William Pryor of Alabama, 54, 11th Circuit U.S. Court of Appeals: Pryor joined a three-judge panel decision this year that said the court had no authority to review a Haitian transgender man’s petition to stay in this country because he had been convicted of crimes and had failed to establish a likelihood of future persecution. In 2011, Pryor joined two other judges to affirm a district court ruling in favor of a transgender employee. The employee claimed her employer fired her based on sex and because of her gender identity disorder. The district court ruled for her on the basis of sex discrimination. Citing the U.S. Supreme Court’s landmark decision in Price Waterhouse v. Hopkins, the panel agreed that “discriminating against someone on the basis of his or her gender non-conformity constitutes sex-based discrimination under the equal protection clause.” That same year, Pryor also concurred in a decision that upheld the right of a university to require a student seeking a masters in student counseling to follow a “remediation plan” to improve her ability to counsel LGBT students. The student sued, saying being gay is wrong and is a “lifestyle” and that the remediation plan violated her First Amendment right of speech and religion. The district court denied her request for a preliminary injunction, and the panel including Pryor upheld that denial.

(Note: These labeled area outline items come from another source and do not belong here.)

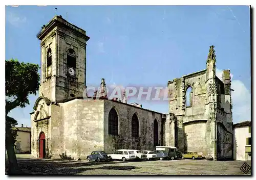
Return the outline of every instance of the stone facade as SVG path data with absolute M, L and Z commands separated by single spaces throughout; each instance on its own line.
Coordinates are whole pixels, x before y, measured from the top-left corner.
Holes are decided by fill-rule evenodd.
M 216 76 L 214 47 L 210 47 L 206 69 L 168 83 L 172 118 L 166 122 L 171 122 L 168 127 L 173 134 L 167 143 L 183 152 L 200 152 L 216 159 L 231 158 L 230 71 L 223 70 L 222 80 Z M 191 91 L 188 95 L 188 88 Z

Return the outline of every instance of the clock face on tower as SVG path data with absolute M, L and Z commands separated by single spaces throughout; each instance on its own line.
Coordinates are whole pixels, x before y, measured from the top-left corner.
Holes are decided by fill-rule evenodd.
M 69 73 L 69 74 L 71 75 L 71 76 L 74 76 L 76 74 L 76 71 L 75 70 L 75 68 L 72 67 L 69 67 L 68 68 L 68 72 Z

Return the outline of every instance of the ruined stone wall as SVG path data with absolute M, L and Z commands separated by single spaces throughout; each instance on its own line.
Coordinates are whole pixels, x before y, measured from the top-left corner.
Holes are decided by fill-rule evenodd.
M 78 112 L 77 99 L 74 99 L 61 104 L 63 107 L 63 126 L 64 144 L 63 152 L 72 157 L 77 157 L 78 134 L 77 121 Z
M 118 135 L 109 134 L 109 113 L 114 108 L 118 116 Z M 132 137 L 132 118 L 136 113 L 139 120 L 139 137 Z M 113 152 L 117 149 L 153 150 L 154 121 L 158 125 L 159 144 L 161 142 L 162 114 L 125 104 L 104 101 L 104 150 Z
M 47 117 L 51 114 L 51 106 L 47 106 L 42 98 L 31 114 L 31 155 L 37 157 L 38 155 L 38 139 L 40 133 L 44 132 L 46 138 L 46 155 L 50 153 L 49 137 L 50 119 Z

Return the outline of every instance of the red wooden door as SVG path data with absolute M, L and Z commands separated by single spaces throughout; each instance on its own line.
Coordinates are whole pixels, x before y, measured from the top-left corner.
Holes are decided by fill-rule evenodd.
M 46 136 L 44 132 L 40 134 L 39 137 L 39 157 L 45 158 Z

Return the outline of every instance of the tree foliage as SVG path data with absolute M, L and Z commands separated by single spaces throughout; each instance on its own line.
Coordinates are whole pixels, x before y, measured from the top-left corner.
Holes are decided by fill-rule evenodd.
M 39 89 L 39 66 L 19 63 L 17 60 L 5 61 L 6 115 L 17 107 L 29 105 L 28 96 L 36 94 Z

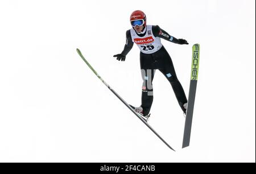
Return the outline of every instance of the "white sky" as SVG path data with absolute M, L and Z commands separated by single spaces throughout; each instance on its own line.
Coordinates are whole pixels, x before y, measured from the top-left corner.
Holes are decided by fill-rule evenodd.
M 141 104 L 139 51 L 121 53 L 143 11 L 188 45 L 162 43 L 188 94 L 201 45 L 191 146 L 171 85 L 154 80 L 150 123 L 171 151 L 99 81 L 79 48 L 127 102 Z M 255 1 L 1 1 L 0 161 L 255 162 Z

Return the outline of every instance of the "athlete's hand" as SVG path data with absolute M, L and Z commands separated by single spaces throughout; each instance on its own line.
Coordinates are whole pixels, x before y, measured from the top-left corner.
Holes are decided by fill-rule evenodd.
M 186 44 L 188 45 L 188 43 L 187 40 L 183 39 L 179 39 L 179 44 Z
M 125 61 L 125 56 L 123 56 L 122 54 L 117 54 L 115 55 L 114 55 L 113 57 L 117 57 L 117 60 L 120 61 Z

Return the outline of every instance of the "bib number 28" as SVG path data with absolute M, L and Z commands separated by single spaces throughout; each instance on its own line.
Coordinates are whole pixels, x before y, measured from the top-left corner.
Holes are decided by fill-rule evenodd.
M 146 46 L 141 46 L 141 47 L 142 47 L 144 51 L 152 50 L 155 48 L 154 47 L 154 45 L 152 44 L 148 45 Z

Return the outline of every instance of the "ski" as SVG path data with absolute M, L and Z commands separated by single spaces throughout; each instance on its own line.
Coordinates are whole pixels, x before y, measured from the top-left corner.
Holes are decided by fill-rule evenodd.
M 138 113 L 136 113 L 135 110 L 123 100 L 121 97 L 97 73 L 97 72 L 93 69 L 93 68 L 90 65 L 88 61 L 84 58 L 84 56 L 82 55 L 82 53 L 79 50 L 79 49 L 77 48 L 76 51 L 80 56 L 81 58 L 85 62 L 85 63 L 88 65 L 89 68 L 94 73 L 94 74 L 98 77 L 98 78 L 108 87 L 108 88 L 111 90 L 112 93 L 118 98 L 125 106 L 126 106 L 137 117 L 144 123 L 146 126 L 147 126 L 166 146 L 167 146 L 170 149 L 173 151 L 175 151 L 173 149 L 154 129 L 152 127 L 148 125 L 148 123 L 142 118 Z
M 191 77 L 188 94 L 188 106 L 183 135 L 182 148 L 189 146 L 190 135 L 196 97 L 196 85 L 197 84 L 198 71 L 199 67 L 200 45 L 196 44 L 192 48 L 192 61 L 191 65 Z

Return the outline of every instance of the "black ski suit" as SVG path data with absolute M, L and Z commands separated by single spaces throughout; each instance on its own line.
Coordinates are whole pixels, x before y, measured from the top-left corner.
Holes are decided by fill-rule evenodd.
M 144 28 L 144 30 L 146 30 L 145 28 Z M 177 39 L 171 36 L 158 26 L 152 26 L 152 31 L 154 36 L 156 38 L 159 37 L 177 44 L 188 44 L 185 40 Z M 140 37 L 144 35 L 144 34 L 138 34 L 138 33 L 137 34 Z M 171 38 L 171 40 L 170 38 Z M 126 44 L 121 53 L 121 55 L 125 56 L 124 60 L 125 60 L 125 56 L 132 48 L 133 44 L 130 31 L 130 30 L 127 30 L 126 31 Z M 156 69 L 159 69 L 170 82 L 179 105 L 183 111 L 185 112 L 183 105 L 187 102 L 187 100 L 183 88 L 177 78 L 171 57 L 163 45 L 159 50 L 153 53 L 147 54 L 141 52 L 140 59 L 142 76 L 143 80 L 141 106 L 143 109 L 144 115 L 146 115 L 149 114 L 153 102 L 152 81 Z

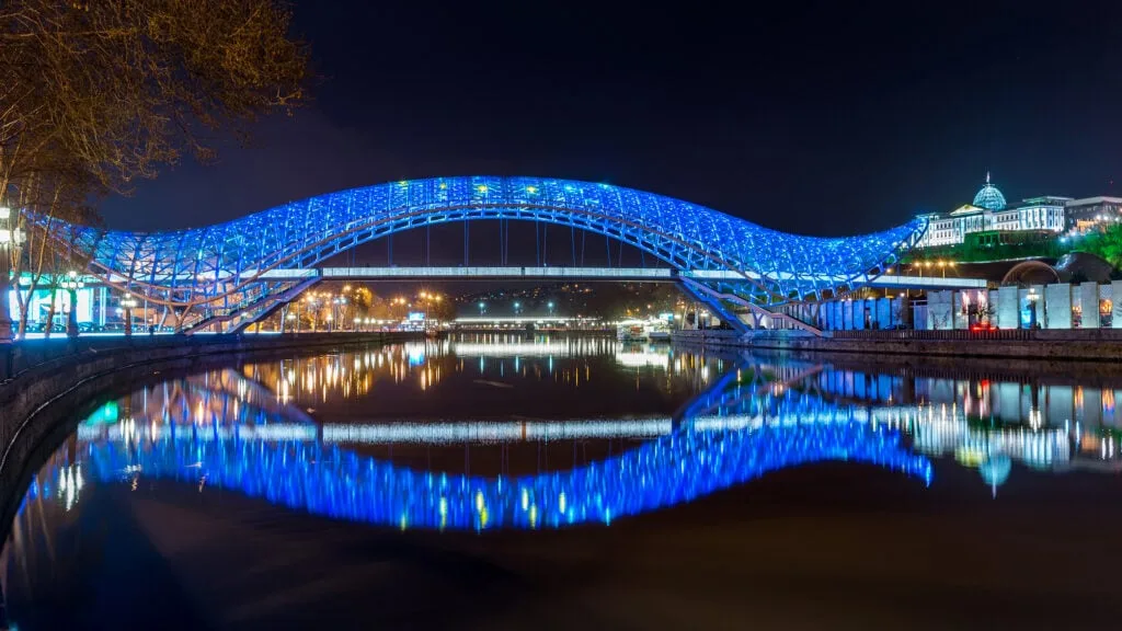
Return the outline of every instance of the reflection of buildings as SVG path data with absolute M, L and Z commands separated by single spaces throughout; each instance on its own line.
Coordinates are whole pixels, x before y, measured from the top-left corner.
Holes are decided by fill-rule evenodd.
M 604 426 L 627 423 L 635 421 Z M 313 514 L 403 529 L 609 523 L 821 460 L 931 477 L 930 464 L 910 454 L 898 431 L 868 422 L 867 412 L 793 392 L 746 396 L 738 406 L 678 426 L 641 424 L 666 433 L 571 470 L 493 478 L 411 469 L 319 440 L 223 439 L 209 428 L 147 435 L 142 427 L 126 428 L 112 441 L 88 437 L 82 450 L 90 475 L 102 482 L 169 478 L 200 490 L 205 482 Z M 423 437 L 424 428 L 413 429 Z
M 120 414 L 110 414 L 108 406 L 94 413 L 72 448 L 77 458 L 59 460 L 40 479 L 64 479 L 61 484 L 74 490 L 75 499 L 91 478 L 205 481 L 206 487 L 239 490 L 316 514 L 402 527 L 482 529 L 610 521 L 779 468 L 828 459 L 870 461 L 929 479 L 926 457 L 954 457 L 976 467 L 994 487 L 1014 464 L 1045 470 L 1118 470 L 1122 463 L 1120 435 L 1112 429 L 1111 388 L 864 373 L 748 358 L 734 369 L 716 372 L 707 390 L 673 418 L 477 422 L 461 415 L 454 421 L 319 424 L 248 376 L 306 386 L 320 395 L 323 387 L 343 392 L 348 379 L 369 374 L 393 378 L 402 371 L 431 371 L 440 358 L 451 366 L 466 360 L 475 369 L 471 357 L 451 355 L 440 345 L 423 348 L 422 363 L 411 364 L 416 349 L 397 347 L 167 382 L 112 408 Z M 611 346 L 603 353 L 618 359 L 615 351 Z M 625 369 L 683 372 L 699 379 L 717 365 L 680 351 L 665 357 L 665 364 L 644 359 L 642 367 Z M 526 362 L 549 358 L 527 356 Z M 599 439 L 626 439 L 626 450 L 574 464 L 570 470 L 489 478 L 408 468 L 357 450 L 358 445 Z M 80 468 L 70 469 L 75 463 Z M 33 487 L 33 493 L 39 488 Z M 48 494 L 57 492 L 56 485 Z

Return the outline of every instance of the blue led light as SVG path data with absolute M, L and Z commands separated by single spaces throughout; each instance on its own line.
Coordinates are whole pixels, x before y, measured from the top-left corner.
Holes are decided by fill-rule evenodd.
M 801 237 L 610 184 L 475 176 L 352 189 L 191 230 L 57 229 L 65 243 L 92 255 L 93 274 L 157 304 L 184 307 L 231 296 L 259 300 L 247 294 L 267 271 L 306 269 L 395 232 L 479 219 L 570 226 L 627 243 L 679 271 L 735 272 L 744 281 L 728 291 L 757 303 L 855 289 L 910 248 L 927 226 L 917 219 L 859 237 Z

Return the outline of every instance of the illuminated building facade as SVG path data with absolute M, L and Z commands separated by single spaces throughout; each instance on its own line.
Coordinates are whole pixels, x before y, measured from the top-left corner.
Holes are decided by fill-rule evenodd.
M 1101 230 L 1122 221 L 1122 198 L 1083 198 L 1067 202 L 1067 229 L 1075 234 Z
M 965 243 L 966 235 L 977 232 L 1058 234 L 1065 229 L 1065 207 L 1070 198 L 1043 195 L 1023 200 L 1009 208 L 1005 195 L 986 174 L 985 185 L 974 195 L 973 203 L 963 204 L 947 214 L 927 214 L 928 230 L 917 247 L 946 247 Z

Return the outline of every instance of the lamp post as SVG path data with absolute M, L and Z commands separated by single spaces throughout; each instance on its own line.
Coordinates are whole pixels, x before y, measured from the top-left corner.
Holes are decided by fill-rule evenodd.
M 127 293 L 121 299 L 121 308 L 125 309 L 125 337 L 132 337 L 132 310 L 137 307 L 137 299 Z
M 11 344 L 11 257 L 24 243 L 24 230 L 11 227 L 11 209 L 0 207 L 0 345 Z
M 1037 328 L 1037 301 L 1040 300 L 1040 294 L 1037 293 L 1036 289 L 1029 290 L 1029 328 Z
M 62 282 L 63 289 L 66 290 L 66 302 L 70 308 L 66 313 L 66 337 L 76 338 L 77 337 L 77 290 L 85 286 L 83 282 L 77 276 L 77 272 L 71 269 L 66 273 L 66 278 Z

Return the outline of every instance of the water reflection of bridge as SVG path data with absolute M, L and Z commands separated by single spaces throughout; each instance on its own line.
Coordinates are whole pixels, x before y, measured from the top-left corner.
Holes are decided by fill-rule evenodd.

But Pryor wrote a concurring opinion to make clear that a university should not be able to take adverse action against a student “based on the concern that the student might, in a variety of [non-university] circumstances express views at odds with the preferred viewpoints of the university.”
State Supreme Court judges
The remaining five judges on Trump’s potential U.S. Supreme Court nominee list are members of state supreme courts. While their records on LGBT issues are sparse, they are also less likely to be considered qualified and experienced enough on federal court issues to be nominated to the nation’s highest federal court. They include:
Don Willett of the Texas Supreme Court, 49, who worked in the administration of President George W. Bush as a policy adviser in the Office of Faith-Based and Community Initiatives. He also worked for a conservative think tank, the Texas Public Policy Foundation, and served as deputy attorney general under then Texas Attorney General (now governor) Greg Abbott. He was appointed to his current position by former Governor Rick Perry. He is best known for mocking the U.S. Supreme Court’s deliberation of marriage equality by posting a Twitter message, “I could support recognizing a constitutional right to marry bacon.”
Thomas Lee of the Utah Supreme Court, 51, who clerked for U.S. Supreme Court Justice Clarence Thomas and conservative 4th Circuit Judge J. Harvie Wilkinson III.
Allison Eid of the Colorado Supreme Court, 50, also clerked for Clarence Thomas.
David Stras of the Minnesota Supreme Court, 41, also clerked for Clarence Thomas.
Joan Larsen of the Michigan Supreme Court, 47, clerked for Justice Antonin Scalia and for conservative federal appeals court Judge David Sentelle of the D.C. Circuit.